Server Virtualization

Welcome to the Nutanix NEXT community. To get started please read our short welcome post. Thanks!

cancel
Showing results for 
Search instead for 
Did you mean: 

Distributed object storage on Nutanix

SOLVED Go to solution
Wayfarer

Distributed object storage on Nutanix

Hi, we're starting to look at using Spark on our Nutanix cluster. Not in a huge way but to run some ETL processes in parallel. I'm under pressure to install Hadoop, or at least HDFS on the cluster but the entire concept of adding a distributed, resilient "filesystem" (actually I think it's more an object store) on top of the one already provided by Nutanix seems somewhat off. 

 

Is there a recommended way of doing this? I know that containers are exported to ESXi via NFS. Would that be usable? Would that be able to leverage stargate to access from anywhere? All I really need is a globally available volume shared between all my nodes.

1 ACCEPTED SOLUTION

Accepted Solutions
Moderator Moderator
Moderator

Re: Distributed object storage on Nutanix

Hey Kevin,

I've moved your post from the CE forums to our production product forums. 

 

 

In general, for Hadoop on Nutanix, I'd recommend checking out these three assets which you can cherry pick data from

https://portal.nutanix.com/#/page/solutions/details?targetId=RA-2078-Cloudera-with-Nutanix:RA-2078-C...

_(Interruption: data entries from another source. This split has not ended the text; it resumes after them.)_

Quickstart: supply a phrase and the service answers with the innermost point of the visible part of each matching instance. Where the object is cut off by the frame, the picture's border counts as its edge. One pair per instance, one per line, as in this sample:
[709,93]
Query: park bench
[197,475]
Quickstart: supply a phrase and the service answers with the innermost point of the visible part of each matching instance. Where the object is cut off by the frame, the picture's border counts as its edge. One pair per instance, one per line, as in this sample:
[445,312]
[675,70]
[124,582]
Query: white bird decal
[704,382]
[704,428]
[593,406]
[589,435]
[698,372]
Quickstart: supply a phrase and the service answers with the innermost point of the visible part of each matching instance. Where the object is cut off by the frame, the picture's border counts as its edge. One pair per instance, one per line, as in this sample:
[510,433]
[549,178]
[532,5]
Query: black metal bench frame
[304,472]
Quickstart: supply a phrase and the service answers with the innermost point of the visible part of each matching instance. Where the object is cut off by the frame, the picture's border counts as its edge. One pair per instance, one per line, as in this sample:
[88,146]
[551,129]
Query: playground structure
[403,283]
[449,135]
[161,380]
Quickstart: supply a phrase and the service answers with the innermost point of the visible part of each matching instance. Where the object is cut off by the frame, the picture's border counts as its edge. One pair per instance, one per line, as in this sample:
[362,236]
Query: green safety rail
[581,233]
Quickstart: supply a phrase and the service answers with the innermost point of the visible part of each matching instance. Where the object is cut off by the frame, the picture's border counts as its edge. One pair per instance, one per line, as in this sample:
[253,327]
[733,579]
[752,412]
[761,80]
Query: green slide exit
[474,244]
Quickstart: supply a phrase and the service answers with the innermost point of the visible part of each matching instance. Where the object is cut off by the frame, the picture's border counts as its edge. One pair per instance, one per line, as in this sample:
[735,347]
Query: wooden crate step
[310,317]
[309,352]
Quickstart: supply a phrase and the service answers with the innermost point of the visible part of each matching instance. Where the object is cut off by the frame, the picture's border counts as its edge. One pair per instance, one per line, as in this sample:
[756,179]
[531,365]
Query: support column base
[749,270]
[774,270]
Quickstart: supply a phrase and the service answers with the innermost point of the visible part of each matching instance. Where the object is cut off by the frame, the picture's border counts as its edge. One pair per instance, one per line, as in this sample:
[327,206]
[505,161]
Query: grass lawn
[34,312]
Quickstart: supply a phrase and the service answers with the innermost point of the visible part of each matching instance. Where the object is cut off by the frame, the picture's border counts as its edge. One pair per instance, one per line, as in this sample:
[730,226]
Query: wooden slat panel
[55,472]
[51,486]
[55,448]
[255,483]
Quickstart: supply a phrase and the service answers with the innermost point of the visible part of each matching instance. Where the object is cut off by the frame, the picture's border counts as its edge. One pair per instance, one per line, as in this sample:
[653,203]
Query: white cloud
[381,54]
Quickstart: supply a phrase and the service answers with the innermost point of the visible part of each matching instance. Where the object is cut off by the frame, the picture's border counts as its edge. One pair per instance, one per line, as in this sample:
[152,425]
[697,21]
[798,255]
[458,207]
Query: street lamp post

https://portal.nutanix.com/#/page/solutions/details?targetId=RA-2030_Hadoop_with_AHV:RA-2030_Hadoop_...

 

 

 

We dont specifically have a Spark on Nutanix guide out yet; however, those two are rich with content for the type of solution that you might want to roll out.

 

 

That said, you are correct that HDFS (in general) is designed for non-redundant storage (like bare metal), so it has a lot of the same constructs that Nutanix does already. It is worth nothing that you can (or should be able to) configure the replication copies of Hadoop itself, such that you dont have many copies in Hadoop on top of many copies on Nutanix. Thats generally where "the rub" comes from when we discuss this with customers.

 

That said, we've got customers doing Hadoop RF2 + Nutanix RF2 (such as in the Cloudera case) and it works just fine, it just imposes a bit of an overhead.

 

 

To be clear though, you can't expose HDFS directly from stargate, so you'd always have something like a Hadoop data node (or data nodes plural) in between Nutanix and Spark

 

Jon Kohler | Technical Director, Engineering, Nutanix | Nutanix NPX #003, VCDX #116 | @JonKohler
Please Kudos if useful!
2 REPLIES
Moderator Moderator
Moderator

Re: Distributed object storage on Nutanix

Hey Kevin,

I've moved your post from the CE forums to our production product forums. 

 

 

In general, for Hadoop on Nutanix, I'd recommend checking out these three assets which you can cherry pick data from

https://portal.nutanix.com/#/page/solutions/details?targetId=RA-2078-Cloudera-with-Nutanix:RA-2078-C...

https://portal.nutanix.com/#/page/solutions/details?targetId=RA-2030_Hadoop_with_AHV:RA-2030_Hadoop_...

 

 

 

We dont specifically have a Spark on Nutanix guide out yet; however, those two are rich with content for the type of solution that you might want to roll out.

 

 

That said, you are correct that HDFS (in general) is designed for non-redundant storage (like bare metal), so it has a lot of the same constructs that Nutanix does already. It is worth nothing that you can (or should be able to) configure the replication copies of Hadoop itself, such that you dont have many copies in Hadoop on top of many copies on Nutanix. Thats generally where "the rub" comes from when we discuss this with customers.

 

That said, we've got customers doing Hadoop RF2 + Nutanix RF2 (such as in the Cloudera case) and it works just fine, it just imposes a bit of an overhead.

 

 

To be clear though, you can't expose HDFS directly from stargate, so you'd always have something like a Hadoop data node (or data nodes plural) in between Nutanix and Spark

 

Jon Kohler | Technical Director, Engineering, Nutanix | Nutanix NPX #003, VCDX #116 | @JonKohler
Please Kudos if useful!
Highlighted
Wayfarer

Re: Distributed object storage on Nutanix

Thanks for that. I was hoping to not have to install a full Hadoop cluster just yet. At the moment it's for only a few Spark jobs. It's looking like I might be able to get away with just running that with Spark on its own but will need a full Hadoop setup, probably HDP in the near future. It's just the scaking that scares me. It's only a small part of what we do and I only have 7 NX3000 nodes to play with and the'yre nearly full anyway.